Ainsi donc, avant l'ouverture du conclave, les cardinaux, qui n'ont pas le droit de voter pour eux, sont appelés à évoquer le futur de l'Église lors de Congrégations générales, pour préparer l'élection du nouveau Pape qui sera élu lorsqu'il aura recueilli les 2/3 des votes. Le matin du premier jour du Conclave est réservé à la célébration de la messe. L'après-midi est consacré à l'entrée en conclave, puis au premier scrutin qui peut être remis au lendemain. Les jours suivants, on organise une session de vote le matin et une l'après-midi. Lors de chaque session, si les résultats d'un premier scrutin ne sont pas concluants, on procède immédiatement à un second scrutin, ce qui peut porter le nombre de scrutins quotidiens à 4. Les bulletins électoraux dépouillés sont à chaque session brûlés dans un poêle.
Après chaque scrutin, les cardinaux communiquent les résultats au reste du monde par l'intermédiaire d'une cheminée, un conduit étant spécialement installé lors du Conclave. Le résultat du vote est annoncé par une fumée noire (vote non concluant) ou blanche (vote concluant).

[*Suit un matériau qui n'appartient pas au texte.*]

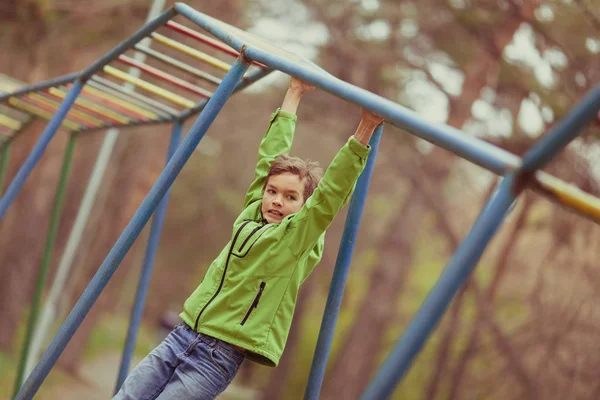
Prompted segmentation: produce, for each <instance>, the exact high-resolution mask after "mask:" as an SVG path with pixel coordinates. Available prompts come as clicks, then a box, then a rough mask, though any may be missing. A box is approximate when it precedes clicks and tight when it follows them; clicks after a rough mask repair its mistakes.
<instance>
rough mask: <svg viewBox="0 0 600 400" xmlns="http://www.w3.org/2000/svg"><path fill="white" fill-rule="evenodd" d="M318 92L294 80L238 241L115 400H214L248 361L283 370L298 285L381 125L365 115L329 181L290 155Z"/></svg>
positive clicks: (231, 240)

En cas de fumée blanche, le Conclave prend fin lorsque le pape a répondu favorablement à la question du cardinal doyen « Acceptez-vous votre élection canonique comme souverain pontife ? » (en latin Acceptasne electionem de te canonice factam in Summum Pontificem ?) puis à « De quel nom voulez-vous être appelé ? » (en latin Quo nomine vis vocari ?), le Pape étant finalement proclamé il rejoint la Salle des Pleurs où il peut exprimer ses sentiments devant l’ampleur de la tâche qui lui est confiée, il est drapé dans l’une des trois soutanes blanches provisoire et reçoit l’hommage de déférence de tous les cardinaux.
Le feu est traditionnellement un feu de paille, mouillée s’il faut produire une fumée blanche, ajoutée aux bulletins de vote dans le poêle pour en produire une noire. Depuis le Conclave de 2005, des fumigènes colorants fabriqués par un « poêle électronique » sont utilisés pour éviter les confusions. De plus, on a décidé cette année-là de faire sonner les cloches de Saint-Pierre en accompagnement de la fumée blanche afin d'éviter les hésitations des spectateurs sur la couleur des volutes s’échappant de la cheminée. Le cardinal protodiacre prononce l’Habemus papam depuis le balcon central de la basilique Saint-Pierre.
En la matière, point de pronostic qui tienne, les Cardinaux jurent qu’ils éliront un pape en tenant compte de la manifestation de l’Esprit Saint ! Reste à savoir maintenant de quelle manière ce dernier va se manifester…Mais ça, c’est une autre histoire !
A la manière de saint-Bernard de Clairvaux : « Le Saint-Esprit est le baiser de Dieu ».